I am with weldonj on this. While the official answer "please file a DMCA notification and we will act upon it" looks OK at the first glance, it still leaves a sour taste.

As we all know, Adsense MAY terminate any account for any reason at any time. While they might have no hosting relationship with the content in question, they still do have a commercial relationship. It would be easy for them to throw out "publishers" who are blatantly violating copyright laws.

I guess there might be *cough* commercial reasons for not doing so. Probably they figured out that they *cough* can earn a lot of money from stolen content this way. Pretty much like Youtube (which also lives mainly off copyright protected content that has been uploaded illegally by Youtube users), but with real money involved.

The Contractor

12:34 pm on Aug 19, 2007 (gmt 0)

WebmasterWorld Senior Member 10+ Year Member



I guess there might be *cough* commercial reasons for not doing so.

uhmm...no, there are legal reasons as explained above.

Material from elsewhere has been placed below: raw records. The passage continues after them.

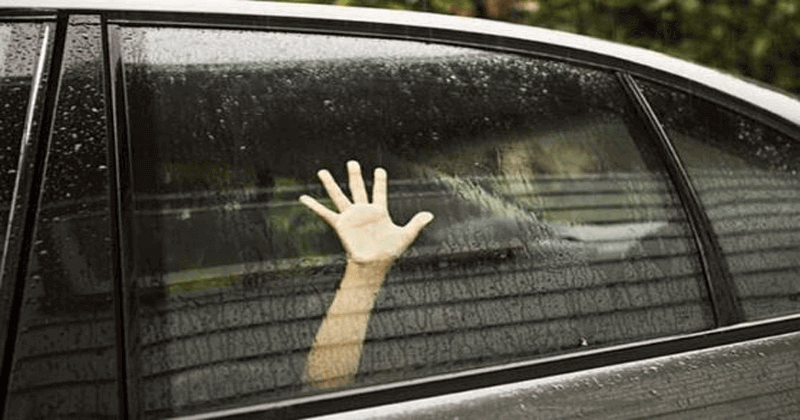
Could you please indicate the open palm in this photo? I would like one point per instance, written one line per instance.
(366, 229)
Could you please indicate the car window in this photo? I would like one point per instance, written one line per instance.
(748, 178)
(20, 50)
(555, 229)
(65, 356)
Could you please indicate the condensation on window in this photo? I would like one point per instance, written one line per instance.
(555, 229)
(748, 177)
(65, 356)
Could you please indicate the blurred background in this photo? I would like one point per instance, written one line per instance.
(758, 39)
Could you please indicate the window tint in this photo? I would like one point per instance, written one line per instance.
(64, 360)
(748, 178)
(555, 229)
(20, 49)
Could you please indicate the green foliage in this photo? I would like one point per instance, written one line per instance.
(755, 38)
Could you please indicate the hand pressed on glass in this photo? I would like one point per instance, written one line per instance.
(372, 242)
(366, 229)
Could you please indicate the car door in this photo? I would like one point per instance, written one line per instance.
(173, 272)
(557, 228)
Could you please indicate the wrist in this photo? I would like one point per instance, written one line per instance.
(365, 274)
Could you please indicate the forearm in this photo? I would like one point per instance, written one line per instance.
(336, 351)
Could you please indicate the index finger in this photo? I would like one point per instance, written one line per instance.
(379, 188)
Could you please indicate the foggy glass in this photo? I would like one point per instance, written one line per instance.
(556, 229)
(748, 178)
(65, 358)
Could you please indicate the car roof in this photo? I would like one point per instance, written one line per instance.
(772, 100)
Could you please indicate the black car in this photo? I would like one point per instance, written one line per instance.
(616, 232)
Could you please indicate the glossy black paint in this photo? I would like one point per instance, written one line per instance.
(727, 308)
(120, 190)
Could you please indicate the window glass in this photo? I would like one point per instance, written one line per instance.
(20, 46)
(554, 227)
(64, 360)
(748, 178)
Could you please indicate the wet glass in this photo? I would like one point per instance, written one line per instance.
(748, 178)
(555, 227)
(20, 57)
(65, 357)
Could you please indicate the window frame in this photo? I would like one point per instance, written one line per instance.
(728, 330)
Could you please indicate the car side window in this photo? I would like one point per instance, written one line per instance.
(748, 178)
(65, 354)
(555, 227)
(20, 55)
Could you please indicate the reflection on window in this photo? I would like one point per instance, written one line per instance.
(555, 229)
(20, 49)
(748, 177)
(65, 358)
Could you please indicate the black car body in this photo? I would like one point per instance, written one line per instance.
(617, 231)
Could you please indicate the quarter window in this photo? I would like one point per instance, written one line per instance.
(21, 54)
(555, 227)
(65, 356)
(748, 178)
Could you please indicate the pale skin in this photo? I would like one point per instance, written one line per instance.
(372, 242)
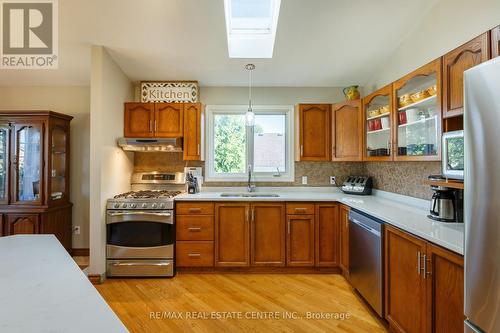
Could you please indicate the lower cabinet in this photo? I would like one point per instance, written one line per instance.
(423, 283)
(300, 240)
(344, 239)
(232, 234)
(267, 234)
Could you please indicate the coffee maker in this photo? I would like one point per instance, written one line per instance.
(446, 204)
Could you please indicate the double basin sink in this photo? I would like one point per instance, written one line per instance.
(249, 195)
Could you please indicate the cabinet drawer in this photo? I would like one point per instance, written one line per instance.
(195, 208)
(195, 227)
(300, 209)
(194, 254)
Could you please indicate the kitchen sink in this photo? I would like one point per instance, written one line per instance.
(249, 195)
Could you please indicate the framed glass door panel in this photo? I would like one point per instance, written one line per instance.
(418, 114)
(4, 163)
(28, 163)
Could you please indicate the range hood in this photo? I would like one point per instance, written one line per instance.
(167, 145)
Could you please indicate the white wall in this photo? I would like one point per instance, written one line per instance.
(110, 167)
(448, 25)
(74, 101)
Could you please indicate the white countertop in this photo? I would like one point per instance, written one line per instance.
(407, 213)
(43, 290)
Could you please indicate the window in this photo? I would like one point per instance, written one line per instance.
(232, 147)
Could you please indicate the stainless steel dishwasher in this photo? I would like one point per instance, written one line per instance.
(365, 258)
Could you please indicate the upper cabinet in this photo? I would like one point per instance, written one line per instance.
(193, 132)
(417, 120)
(314, 132)
(378, 119)
(347, 131)
(454, 64)
(159, 120)
(495, 42)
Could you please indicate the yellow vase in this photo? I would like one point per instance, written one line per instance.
(351, 93)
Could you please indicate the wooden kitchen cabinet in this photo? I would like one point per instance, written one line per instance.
(327, 235)
(300, 240)
(417, 120)
(347, 131)
(424, 286)
(314, 132)
(455, 63)
(344, 239)
(378, 114)
(139, 120)
(495, 42)
(232, 234)
(267, 234)
(168, 120)
(193, 132)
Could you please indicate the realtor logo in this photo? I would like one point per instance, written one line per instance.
(28, 34)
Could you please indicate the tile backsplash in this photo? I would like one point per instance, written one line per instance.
(398, 177)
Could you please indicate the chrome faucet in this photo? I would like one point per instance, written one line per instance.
(250, 186)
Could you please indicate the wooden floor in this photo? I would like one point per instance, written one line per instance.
(163, 305)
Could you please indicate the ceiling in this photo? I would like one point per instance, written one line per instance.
(319, 43)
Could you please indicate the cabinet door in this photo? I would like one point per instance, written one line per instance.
(27, 163)
(22, 224)
(454, 64)
(192, 132)
(138, 120)
(495, 42)
(232, 234)
(405, 300)
(314, 132)
(4, 163)
(327, 235)
(347, 131)
(378, 114)
(445, 289)
(300, 240)
(267, 234)
(344, 239)
(168, 121)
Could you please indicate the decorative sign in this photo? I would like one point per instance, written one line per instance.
(169, 91)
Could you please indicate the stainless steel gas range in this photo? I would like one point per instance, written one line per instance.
(140, 227)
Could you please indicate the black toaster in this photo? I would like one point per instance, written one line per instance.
(360, 185)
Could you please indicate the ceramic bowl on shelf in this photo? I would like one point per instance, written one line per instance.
(404, 100)
(432, 90)
(418, 96)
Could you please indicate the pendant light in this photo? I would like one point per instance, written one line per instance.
(250, 115)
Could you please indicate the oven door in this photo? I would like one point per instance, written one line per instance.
(140, 235)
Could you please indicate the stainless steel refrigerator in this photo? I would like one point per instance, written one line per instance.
(482, 197)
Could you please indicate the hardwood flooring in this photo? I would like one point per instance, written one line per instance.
(187, 303)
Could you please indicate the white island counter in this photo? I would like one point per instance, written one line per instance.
(43, 290)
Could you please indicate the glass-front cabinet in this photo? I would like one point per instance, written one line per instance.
(417, 121)
(378, 115)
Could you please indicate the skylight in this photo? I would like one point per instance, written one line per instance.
(251, 27)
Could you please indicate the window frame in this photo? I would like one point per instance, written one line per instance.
(288, 176)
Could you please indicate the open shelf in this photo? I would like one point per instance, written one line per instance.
(426, 102)
(451, 183)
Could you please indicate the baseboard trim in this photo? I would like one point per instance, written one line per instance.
(80, 252)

You or anyone may be able to pick out "stolen" content with 99% accuracy, but it's the 1% that will cost you millions.

ann

1:30 pm on Aug 19, 2007 (gmt 0)

WebmasterWorld Senior Member 10+ Year Member



To get past the so called legal reasons Google could simply ditch them the same way they do others, as far as being sued for the money (admitted the scammers probably have some very deep pockets) Google could pay them and tell them, like that tell the small fry,..."by and thanks for all the fish".

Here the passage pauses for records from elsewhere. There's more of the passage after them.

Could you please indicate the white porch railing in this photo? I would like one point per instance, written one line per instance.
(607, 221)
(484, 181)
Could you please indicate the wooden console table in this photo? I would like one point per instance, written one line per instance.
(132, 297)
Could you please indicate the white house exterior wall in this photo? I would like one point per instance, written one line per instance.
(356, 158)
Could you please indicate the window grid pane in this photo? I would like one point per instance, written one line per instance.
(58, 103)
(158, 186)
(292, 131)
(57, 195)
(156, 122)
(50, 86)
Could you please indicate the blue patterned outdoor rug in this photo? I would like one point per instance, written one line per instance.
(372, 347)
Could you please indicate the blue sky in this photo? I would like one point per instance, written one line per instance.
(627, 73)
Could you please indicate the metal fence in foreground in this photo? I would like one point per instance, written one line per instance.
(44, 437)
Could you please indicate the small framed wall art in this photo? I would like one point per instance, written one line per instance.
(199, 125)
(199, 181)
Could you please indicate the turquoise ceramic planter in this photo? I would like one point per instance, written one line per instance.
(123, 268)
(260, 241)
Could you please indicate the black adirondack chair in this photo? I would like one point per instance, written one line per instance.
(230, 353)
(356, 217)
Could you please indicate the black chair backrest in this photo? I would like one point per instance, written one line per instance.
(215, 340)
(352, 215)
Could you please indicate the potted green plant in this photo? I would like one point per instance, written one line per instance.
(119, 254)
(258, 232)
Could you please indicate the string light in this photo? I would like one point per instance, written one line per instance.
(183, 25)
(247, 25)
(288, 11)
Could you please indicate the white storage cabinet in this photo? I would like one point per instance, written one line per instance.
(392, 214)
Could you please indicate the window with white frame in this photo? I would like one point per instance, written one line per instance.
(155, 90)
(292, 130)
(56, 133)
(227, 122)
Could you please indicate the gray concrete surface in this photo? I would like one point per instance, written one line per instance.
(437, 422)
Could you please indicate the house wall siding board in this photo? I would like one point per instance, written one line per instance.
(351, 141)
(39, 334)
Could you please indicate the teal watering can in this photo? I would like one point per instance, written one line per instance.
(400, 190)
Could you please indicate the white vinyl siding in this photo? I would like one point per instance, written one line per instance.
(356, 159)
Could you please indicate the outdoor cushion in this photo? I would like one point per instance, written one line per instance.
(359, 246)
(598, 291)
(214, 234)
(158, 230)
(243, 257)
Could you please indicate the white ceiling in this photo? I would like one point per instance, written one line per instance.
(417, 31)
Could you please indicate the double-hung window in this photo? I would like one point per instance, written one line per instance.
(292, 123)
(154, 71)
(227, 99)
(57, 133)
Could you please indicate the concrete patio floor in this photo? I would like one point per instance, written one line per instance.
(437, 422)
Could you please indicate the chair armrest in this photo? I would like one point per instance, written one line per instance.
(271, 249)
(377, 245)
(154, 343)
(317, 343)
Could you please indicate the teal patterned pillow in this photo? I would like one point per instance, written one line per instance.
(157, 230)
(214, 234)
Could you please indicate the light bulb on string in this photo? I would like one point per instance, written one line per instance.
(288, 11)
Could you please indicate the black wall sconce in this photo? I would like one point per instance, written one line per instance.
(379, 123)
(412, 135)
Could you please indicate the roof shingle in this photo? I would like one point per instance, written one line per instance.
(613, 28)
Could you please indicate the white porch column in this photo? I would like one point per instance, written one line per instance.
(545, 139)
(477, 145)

I do see a double standard in this company whether anyone else does or not....not conspiracy, but something a whole lot darker.

Ann

tim222

5:14 pm on Aug 20, 2007 (gmt 0)

WebmasterWorld Senior Member 10+ Year Member



Just today I notified them of a site in their network that is ripping stuff off from sites in my industry. Google's reply was that the complaint has to come from the original copyright holder. (Currently the site is not ripping off any of my stuff)

You could report it to the original copyright holder and let them decide whether or not to make the claim. They might not care. Some people assume their stuff is public domain once they publish it. Others care, and will make the claim.

europeforvisitors

6:21 pm on Aug 20, 2007 (gmt 0)



I do see a double standard in this company whether anyone else does or not....not conspiracy, but something a whole lot darker.

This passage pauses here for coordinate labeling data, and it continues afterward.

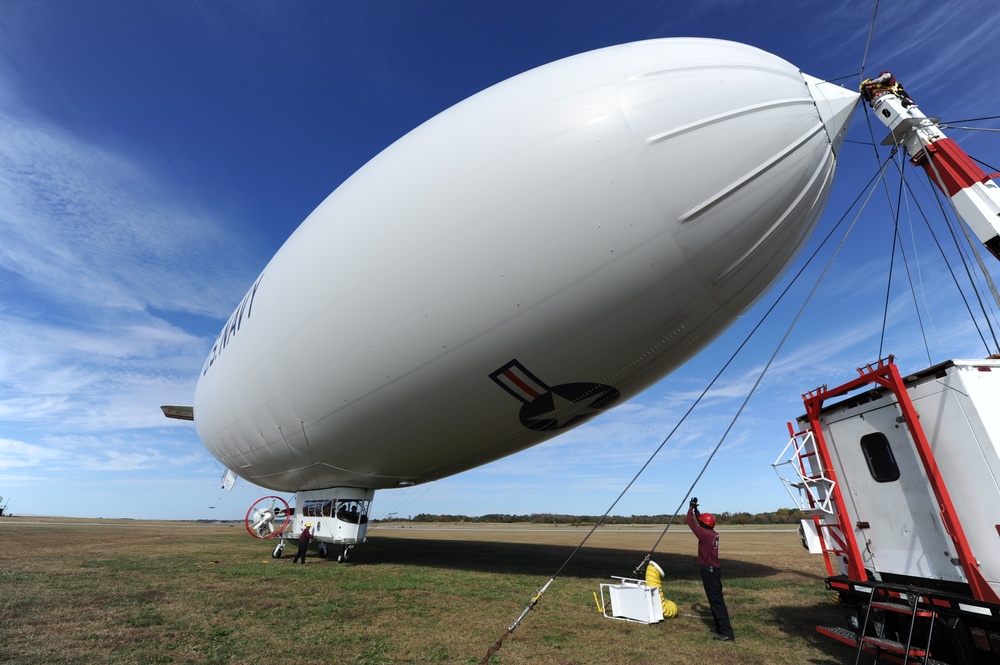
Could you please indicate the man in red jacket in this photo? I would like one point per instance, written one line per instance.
(703, 526)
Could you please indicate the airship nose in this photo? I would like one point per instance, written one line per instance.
(836, 108)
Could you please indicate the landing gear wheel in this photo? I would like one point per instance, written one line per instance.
(261, 518)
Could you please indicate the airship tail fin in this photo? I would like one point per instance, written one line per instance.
(178, 412)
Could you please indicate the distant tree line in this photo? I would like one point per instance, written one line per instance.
(780, 516)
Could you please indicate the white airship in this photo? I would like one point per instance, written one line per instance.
(524, 260)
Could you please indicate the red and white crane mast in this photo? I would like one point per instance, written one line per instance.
(974, 194)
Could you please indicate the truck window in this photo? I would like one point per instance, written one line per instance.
(878, 454)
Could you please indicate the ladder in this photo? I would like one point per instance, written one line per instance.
(887, 598)
(814, 492)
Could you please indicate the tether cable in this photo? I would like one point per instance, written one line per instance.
(947, 263)
(979, 259)
(534, 601)
(871, 31)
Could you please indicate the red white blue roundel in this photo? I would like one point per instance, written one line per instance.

A friend of a friend heard a rumor about a rumor that Eric Schmidt's vanity license plate includes the numbers "666." If that's true, it could explain a lot!

gibbergibber

8:04 pm on Aug 20, 2007 (gmt 0)

10+ Year Member



-- I guess my concern is how did these sites get in the network in the first place.--

They could have had perfectly legitimate content when Google admitted them, and then went bad as soon as they were in the system.

I doubt even Google has the resources to regularly police the content of all its member sites.

europeforvisitors

2:39 am on Aug 21, 2007 (gmt 0)



They could have had perfectly legitimate content when Google admitted them, and then went bad as soon as they were in the system.

Or the publishers added new, lousy sites.

Fact is, there is no way for Google to maintain tight control over publisher quality. And it may not even want to. After all, there's no shortage of junk publications and junk direct-marketing vehicles in the offline world that attract advertisers, so maybe there's a place for bottom-feeding publishers and advertisers online, too. Also, as Google gives advertisers more do-it-yourself QC tools such as placement reports and site-targeted CPC ads, supply and demand should make junk sites less profitable while driving up rates for sites that are attractive to advertisers.

gibbergibber

8:02 am on Aug 21, 2007 (gmt 0)

10+ Year Member



I suppose even if Google did identify and ban these site owners, they would find someone else to register on their behalf.

Indeed, many of these junk site owners may never have even registered as themselves in the first place, and Google adsense ads are being brokered to junk sites by some third party company which prefers to remain nameless. It's so easy to track earnings by channel, one account holder could run adsense on behalf of many different junk sites.